Atelier 19 - 2023 - Sujet 4
Vous héritez d’une maison en province, qu’allez-vous en faire ?
Héritage en province
Une excitation incroyable règne dans la voiture lorsque nous apercevons l’allée de peupliers conduisant au manoir de Frédelines, dans la Creuse.
L’oncle Michel, décédé sans héritiers, nous lègue son auguste demeure de 384 m2 !
Cette invraisemblable opportunité – une comme il n’en arrive d’ordinaire que dans les livres - rend l’humeur de notre petite famille franchement guillerette.
J’ai honte à le dire, mais la mort de cet oncle original nous apparait alors comme un véritable don du ciel.
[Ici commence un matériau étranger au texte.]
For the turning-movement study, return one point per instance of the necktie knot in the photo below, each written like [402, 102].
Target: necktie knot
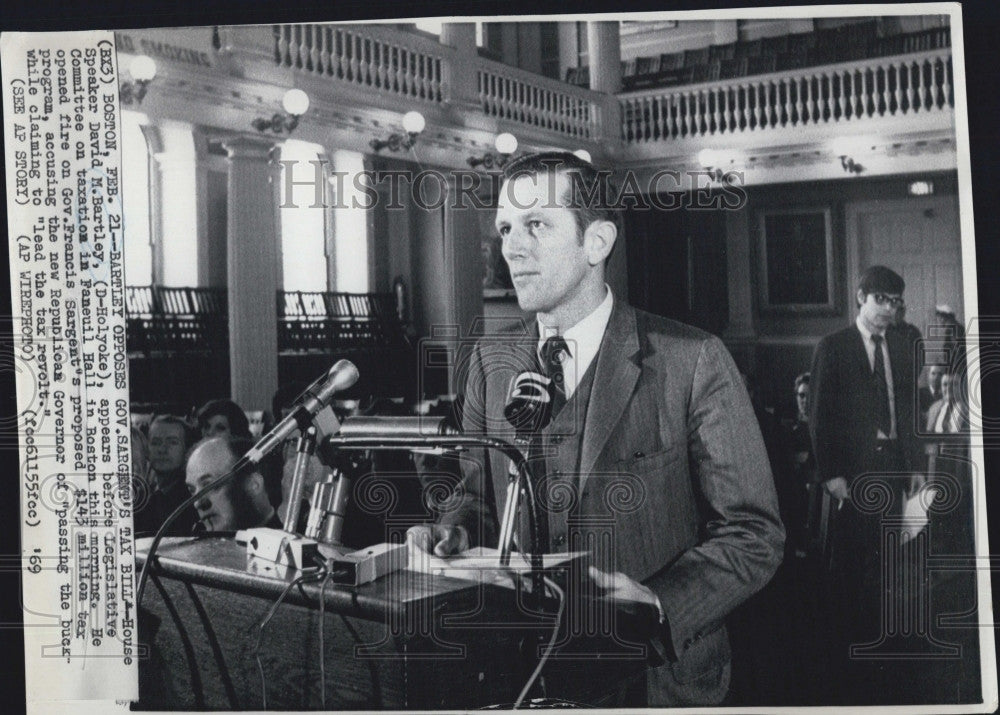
[554, 353]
Aussi, lorsqu’apparaissent finalement les majestueuses tours du château au bout de l’allée, nous nous mettons spontanément à chanter à tue-tête, sur le célèbre air des CHARLOTS :
« Merci Tonton, Merci Tonton !
Quel plaisir d’hériter pour nous
On est heureux comme des fous
Merci Tonton, Merci Tonton ! »
C’est un beau dimanche, le soleil brille, je n’ai nulle idée de ce qui nous attend.
Lundi matin.
Accoudé à la fenêtre, je jette un coup d’œil circulaire à notre nouvelle propriété, tout me plait, tout est magnifique, le parc, le petit pavillon, les chênes, les séquoias, les cèdres bleus, et même les champs environnants.
Je distingue au loin un joli petit tracteur rouge qui tire une citerne, répandant derrière lui de gracieuses projections brunes dessinant un arc dans le ciel azuréen.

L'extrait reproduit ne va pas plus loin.